The 1 in 4 dilution of the serum in saline enhances the strength of the antigen-antibody interaction and reduces the effects of blocking antibodies hence it promotes the reaction such that visible agglutination in that dilution strongly indicates a positive reaction. This method correlates well with the standard culture method for detecting the presence of Salmonella typhi and Salmonella paratyyphi (Figure 1). The method is important because it enables fast diagnosis and as such reduces the turnaround time for widal test. Besides, the low income which is required as against the high sensitivity, specificity and efficiency of the method, the accurate diagnosis of typhoid fever will reduce the morbidity and mortality and hence contribute immensely in the overall control and reduction of the disease to the barest minimum.
Most developing countries, Nigeria inclusive are plagued by poor economy but beyond that is the very poor attitude of the political leaders in putting in place effective measures necessary to tackle the health challenges in the country. The almost nonexistent potable water supply from government owned water resources across the entire country subjects the populace to depend on alternative sources of drinking water. Water is sold in bottles and in sachets popularly called “pure water” in the local parlance. This commercial water has been shown to harbor a host of pathogenic microorganisms. Hence, it is a source of contamination [11]. These factors contribute immensely to the high endemicity of typhoid fever in most developing countries like Nigeria.

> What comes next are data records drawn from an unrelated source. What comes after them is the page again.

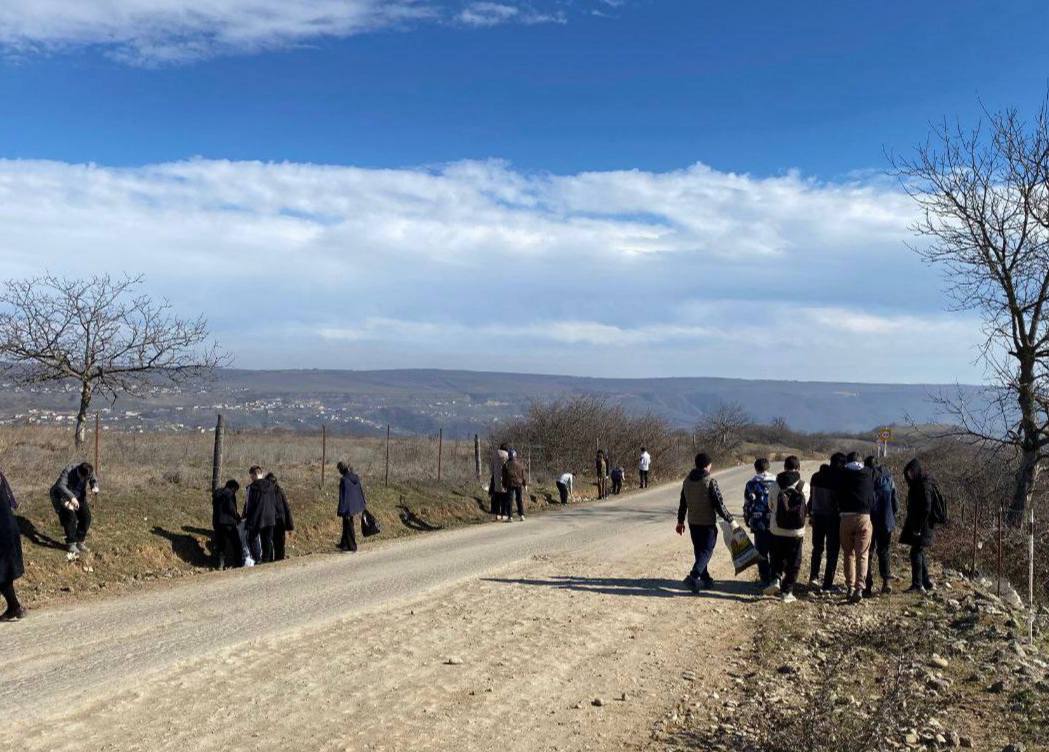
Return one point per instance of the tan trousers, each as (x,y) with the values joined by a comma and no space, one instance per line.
(856,535)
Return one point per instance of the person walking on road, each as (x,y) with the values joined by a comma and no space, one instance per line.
(564,487)
(918,529)
(757,516)
(351,503)
(515,480)
(69,499)
(260,512)
(826,522)
(701,503)
(495,488)
(283,522)
(855,501)
(225,519)
(790,510)
(12,566)
(883,522)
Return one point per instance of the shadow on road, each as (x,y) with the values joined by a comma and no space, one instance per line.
(646,586)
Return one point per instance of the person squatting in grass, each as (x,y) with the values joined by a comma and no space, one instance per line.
(564,487)
(855,500)
(757,516)
(644,466)
(515,481)
(12,566)
(790,500)
(826,521)
(69,499)
(883,514)
(701,503)
(351,503)
(225,519)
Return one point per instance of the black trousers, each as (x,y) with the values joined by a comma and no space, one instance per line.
(7,591)
(75,522)
(786,560)
(348,541)
(265,542)
(919,567)
(508,501)
(279,540)
(563,491)
(880,545)
(826,536)
(227,546)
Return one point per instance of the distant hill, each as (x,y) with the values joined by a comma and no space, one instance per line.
(463,402)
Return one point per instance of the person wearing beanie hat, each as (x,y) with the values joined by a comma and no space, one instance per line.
(701,505)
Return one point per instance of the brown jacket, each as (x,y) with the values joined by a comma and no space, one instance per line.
(514,474)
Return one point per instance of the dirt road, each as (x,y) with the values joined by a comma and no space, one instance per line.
(485,638)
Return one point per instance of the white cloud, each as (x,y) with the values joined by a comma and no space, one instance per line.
(688,272)
(158,31)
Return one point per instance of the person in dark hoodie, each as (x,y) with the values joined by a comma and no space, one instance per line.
(260,512)
(855,501)
(223,521)
(351,502)
(883,522)
(12,565)
(701,503)
(283,523)
(918,529)
(825,521)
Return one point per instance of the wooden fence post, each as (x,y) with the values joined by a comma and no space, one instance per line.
(216,458)
(323,451)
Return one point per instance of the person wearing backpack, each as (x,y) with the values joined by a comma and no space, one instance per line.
(757,515)
(883,522)
(790,496)
(701,505)
(855,500)
(826,522)
(925,508)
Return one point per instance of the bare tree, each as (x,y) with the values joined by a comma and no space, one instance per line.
(101,334)
(984,200)
(722,431)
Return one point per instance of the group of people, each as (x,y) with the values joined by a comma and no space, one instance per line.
(509,484)
(850,505)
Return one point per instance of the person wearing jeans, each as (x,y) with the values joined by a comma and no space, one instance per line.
(855,500)
(701,503)
(918,530)
(826,522)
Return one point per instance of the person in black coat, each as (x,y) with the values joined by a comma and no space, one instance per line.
(223,520)
(283,524)
(11,553)
(351,502)
(260,511)
(918,531)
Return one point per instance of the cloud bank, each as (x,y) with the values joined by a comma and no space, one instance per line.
(158,31)
(475,264)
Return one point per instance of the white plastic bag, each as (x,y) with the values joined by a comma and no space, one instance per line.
(742,550)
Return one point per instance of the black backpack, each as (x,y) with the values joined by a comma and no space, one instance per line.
(939,514)
(790,509)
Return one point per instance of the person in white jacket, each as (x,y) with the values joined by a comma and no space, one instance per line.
(789,499)
(644,465)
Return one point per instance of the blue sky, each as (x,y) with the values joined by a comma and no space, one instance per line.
(628,187)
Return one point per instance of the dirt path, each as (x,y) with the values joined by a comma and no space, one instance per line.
(478,639)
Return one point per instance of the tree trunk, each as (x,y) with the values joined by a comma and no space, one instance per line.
(85,404)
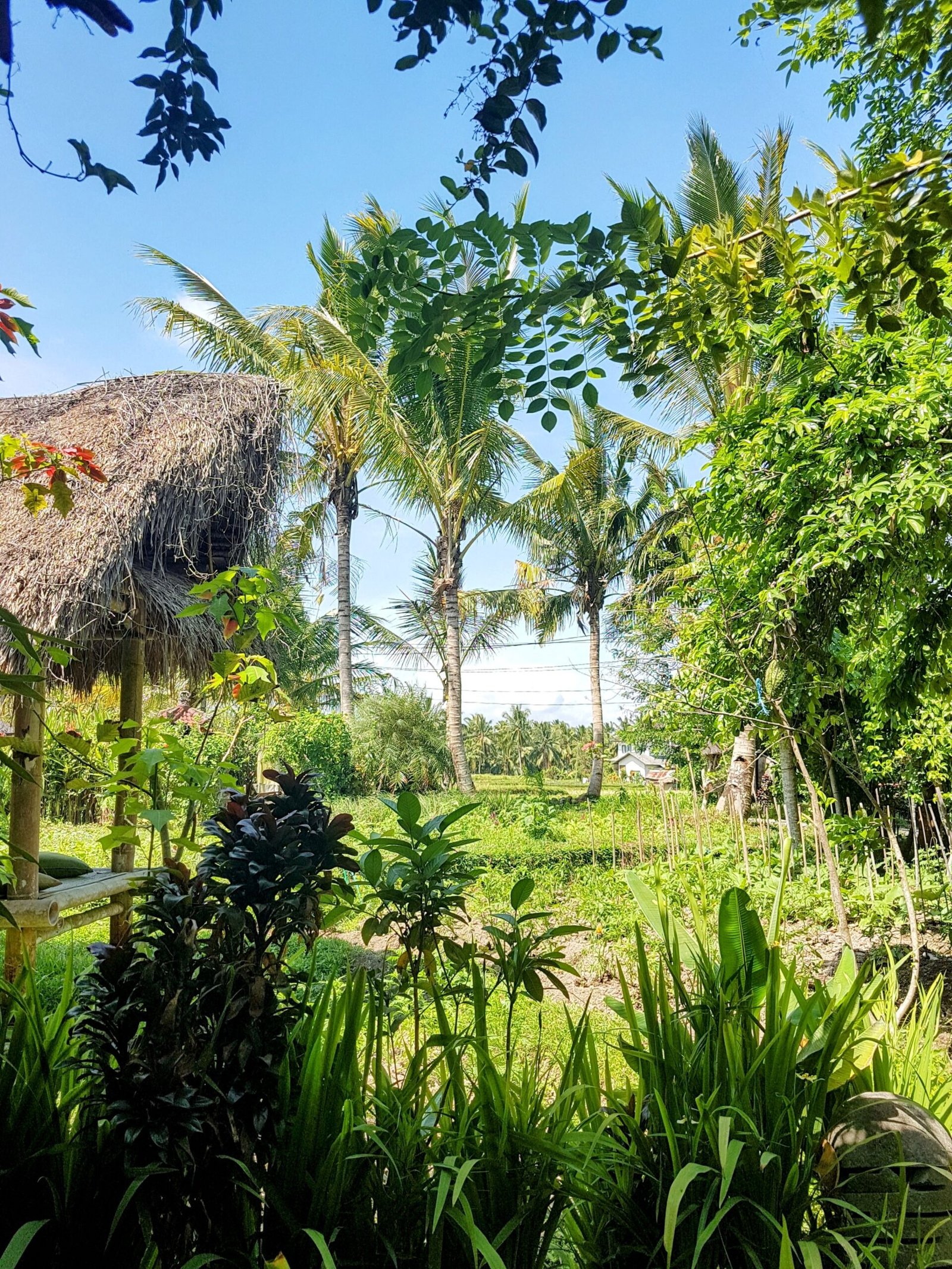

Yet another factor which militates against the eradication or hitherto drastic reduction of the disease among the population is the practice of empirical therapy and the indiscriminate prescription of antibodies which have been shown to cause resistance and hence increase the morbidity of typhoid fever in the population [10].
This study advocates the effective and accurate diagnosis of enteric fever based on the modified serologic method for the diagnosis of enteric fever which will contribute to the eradication of the disease and a drastic reduction in the burden of the disease. We therefore recommend the adoption of this method in hospital laboratories for the diagnosis of typhoid fever.